Audiodemonstrationen zur Maskierung sind hier zu finden.

Zeitliche Maskierung

Abb. 2: Schematische Darstellung der zeitlichen Maskierung vor, während und nach einem Schall. Kurze Töne im Bereich der Nachverdeckung nach einem Schall sind unhörbar.

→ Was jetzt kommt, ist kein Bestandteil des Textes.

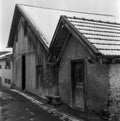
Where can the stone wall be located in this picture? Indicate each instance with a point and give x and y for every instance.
(114, 100)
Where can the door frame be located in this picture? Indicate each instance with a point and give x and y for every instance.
(23, 72)
(83, 61)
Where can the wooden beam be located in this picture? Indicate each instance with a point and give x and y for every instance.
(63, 46)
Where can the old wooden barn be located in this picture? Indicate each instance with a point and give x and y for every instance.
(79, 61)
(87, 54)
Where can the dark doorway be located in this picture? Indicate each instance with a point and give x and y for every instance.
(77, 78)
(23, 72)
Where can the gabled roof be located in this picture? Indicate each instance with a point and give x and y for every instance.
(104, 36)
(44, 20)
(97, 36)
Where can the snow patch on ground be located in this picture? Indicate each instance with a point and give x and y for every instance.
(48, 108)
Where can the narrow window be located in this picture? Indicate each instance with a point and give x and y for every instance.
(25, 28)
(9, 81)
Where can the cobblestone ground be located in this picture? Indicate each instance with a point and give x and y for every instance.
(17, 106)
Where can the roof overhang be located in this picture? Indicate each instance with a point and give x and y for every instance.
(72, 30)
(16, 17)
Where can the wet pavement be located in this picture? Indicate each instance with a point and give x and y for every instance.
(21, 106)
(14, 107)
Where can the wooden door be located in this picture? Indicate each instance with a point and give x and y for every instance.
(23, 73)
(77, 76)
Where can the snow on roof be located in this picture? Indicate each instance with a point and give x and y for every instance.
(45, 19)
(105, 36)
(4, 55)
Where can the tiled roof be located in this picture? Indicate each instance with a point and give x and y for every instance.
(45, 20)
(105, 36)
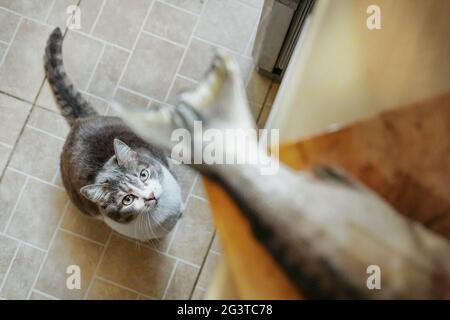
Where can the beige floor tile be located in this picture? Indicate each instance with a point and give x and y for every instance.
(22, 71)
(198, 294)
(182, 282)
(108, 71)
(194, 6)
(58, 180)
(98, 104)
(127, 98)
(152, 67)
(37, 214)
(162, 244)
(228, 23)
(8, 24)
(258, 88)
(46, 99)
(102, 290)
(253, 3)
(68, 250)
(49, 121)
(8, 248)
(208, 270)
(5, 151)
(37, 154)
(79, 223)
(38, 296)
(81, 54)
(194, 233)
(161, 22)
(3, 48)
(199, 189)
(88, 9)
(137, 268)
(180, 84)
(10, 187)
(13, 114)
(199, 57)
(23, 272)
(131, 15)
(33, 9)
(185, 177)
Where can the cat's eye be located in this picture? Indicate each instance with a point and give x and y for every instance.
(127, 200)
(144, 175)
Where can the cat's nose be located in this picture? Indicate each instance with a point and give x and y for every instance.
(150, 196)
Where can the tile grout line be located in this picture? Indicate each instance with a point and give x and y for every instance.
(47, 16)
(97, 267)
(125, 67)
(35, 178)
(170, 280)
(183, 56)
(178, 8)
(165, 254)
(172, 239)
(220, 46)
(202, 265)
(43, 23)
(16, 205)
(254, 32)
(102, 6)
(11, 41)
(247, 4)
(23, 242)
(125, 288)
(140, 94)
(5, 277)
(80, 236)
(44, 294)
(92, 37)
(94, 70)
(149, 33)
(50, 245)
(186, 78)
(6, 145)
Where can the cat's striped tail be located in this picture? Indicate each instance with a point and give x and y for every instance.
(73, 105)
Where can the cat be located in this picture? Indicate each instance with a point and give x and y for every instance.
(108, 171)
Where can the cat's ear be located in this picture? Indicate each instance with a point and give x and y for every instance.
(124, 155)
(97, 193)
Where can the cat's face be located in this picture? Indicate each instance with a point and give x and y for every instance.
(130, 184)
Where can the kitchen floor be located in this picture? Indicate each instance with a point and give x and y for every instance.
(139, 52)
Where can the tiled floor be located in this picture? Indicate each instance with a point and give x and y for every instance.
(139, 52)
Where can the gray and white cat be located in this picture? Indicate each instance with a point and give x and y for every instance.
(108, 171)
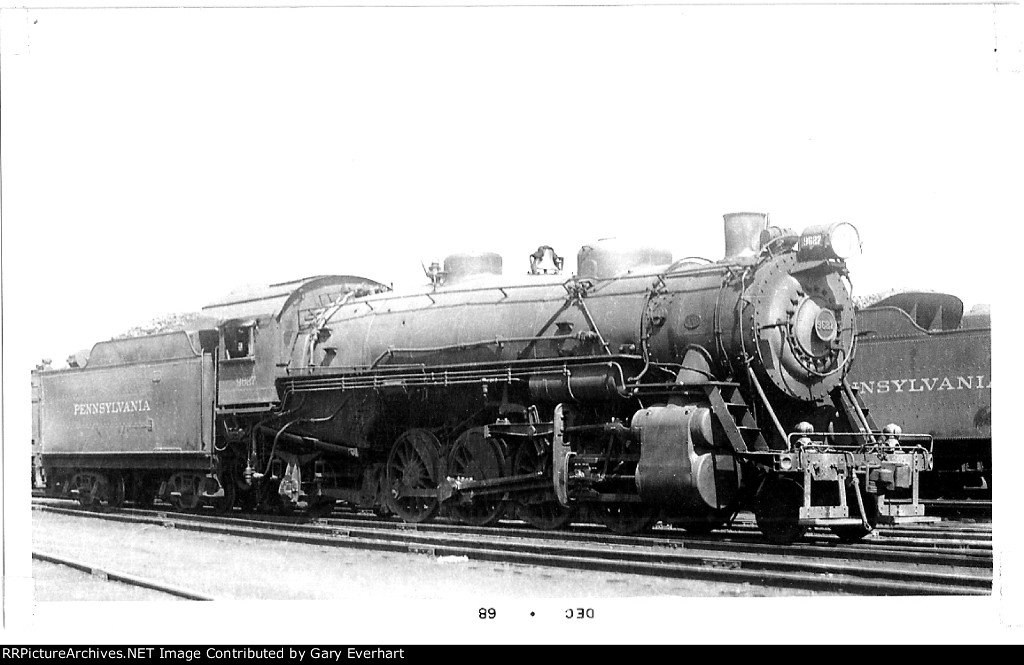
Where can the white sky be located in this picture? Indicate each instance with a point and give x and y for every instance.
(154, 160)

4. Vom FFT-Spektrogram zum auditiven Spektrogram

Die bekannte zeitdiskrete Fouriertransformation (FFT) führt eine Spektralanalyse mit konstanter Bandbreite, also unabhängig von der Frequenz, durch. Die Spektralanalyse des Hörsystems weist dagegen insbesondere an höheren Frequenzen relativ konstante Filterbandbreiten auf, die im festen Verhältnis zur Filtermittenfrequenz stehen (constant-Q). Sollen die spektralen Maskierungsphänomene nachgebildet werden, so muß der Schall zunächst eine Filterbank mit relativ konstanter Bandbreite ähnlich der Frequenzgruppenbreite durchlaufen. In einer weiteren Stufe kann die zeitliche Maskierung durch Integrationstiefpässe berücksichtigt werden. Alternativ kann die Impulsantwort der Filter zeitliche und spektrale Maskierungseffekte nachbilden. Abb. 3 zeigt das Ergebnis einer derartigen Vorverarbeitung. Eine solche Vorverarbeitung bildet den ersten Verarbeitungsschritt in den meisten Gehörmodellen und damit auch die Grundlage für viele Anwendungen, auf die im nächsten Abschnitt eingegangen wird.

Auditives Spektrogram

Abb. 3: Darstellung eines auditiven Spektrograms für einen 2s-Ausschnitt aus Gershwin's "Rhapsody in blue". Zu Beginn spielt das Orchester eine abfallende Melodielinie, was insbesondere im tiefen Frequenzbereich zu sehen ist. Ab knapp der Hälfte des Ausschnitts agiert das Orchester als Rhythmusinstrument und wiederholt viermal den selben Akkord, gefolgt von einem Akkord einen Ganzton tiefer am Ende des Ausschnitts. Aufgrund der gehörgerechten Frequenzauflösung nimmt die Detailreiche in der Darstellung an höheren Frequenzen nicht zu. Da an diesen Frequenzen weniger Energie vorhanden ist, tritt jedoch die zeitliche Struktur deutlicher hervor.

5. Anwendungen

Vielfältige Anwendungen berücksichtigen die zeitliche und spektrale Maskierung. Die Berechnung der wahrgenommenen Lautstärke von Schallen spielt im Lärmschutz als auch im Produktdesign eine große Rolle. Algorithmen zur Lautstärkeberechnung berücksichtigen die zeitliche und spektrale Maskierung, da maskierte Schallkomponenten nicht zur wahrgenommenen Lautstärke beitragen.
Cochlea Implante sind die derzeit erfolgreichste neuronale Prothese. Sie ersetzen die Funktion des Innenohres durch direkte elektrische Reizung des Hörnerven. Da das Innenohr umgangen wird, muß seine Filterfunktion mit Hilfe einer Filterbank nachgebildet werden, die auf den oben genannten Konzepten aufbaut. Auf Cochlea Implantate wird auf einer separaten Seite eingegangen.
Audiokompressionstechniken, wie z.B. mp3, besitzen sicherlich den größten Bekanntheitsgrad von Verfahren, welche die Maskierungswirkung ausnutzen. Durch gezielte Berechnung der zeitlichen und spektralen Maskierung ist es möglich, maskierte Schallkomponenten von der Übertragung auszuschließen und somit wertvolle Bandbreite zu sparen. Kompressionsfaktoren größer 10 sind ohne hörbare Qualitätseinbußen möglich.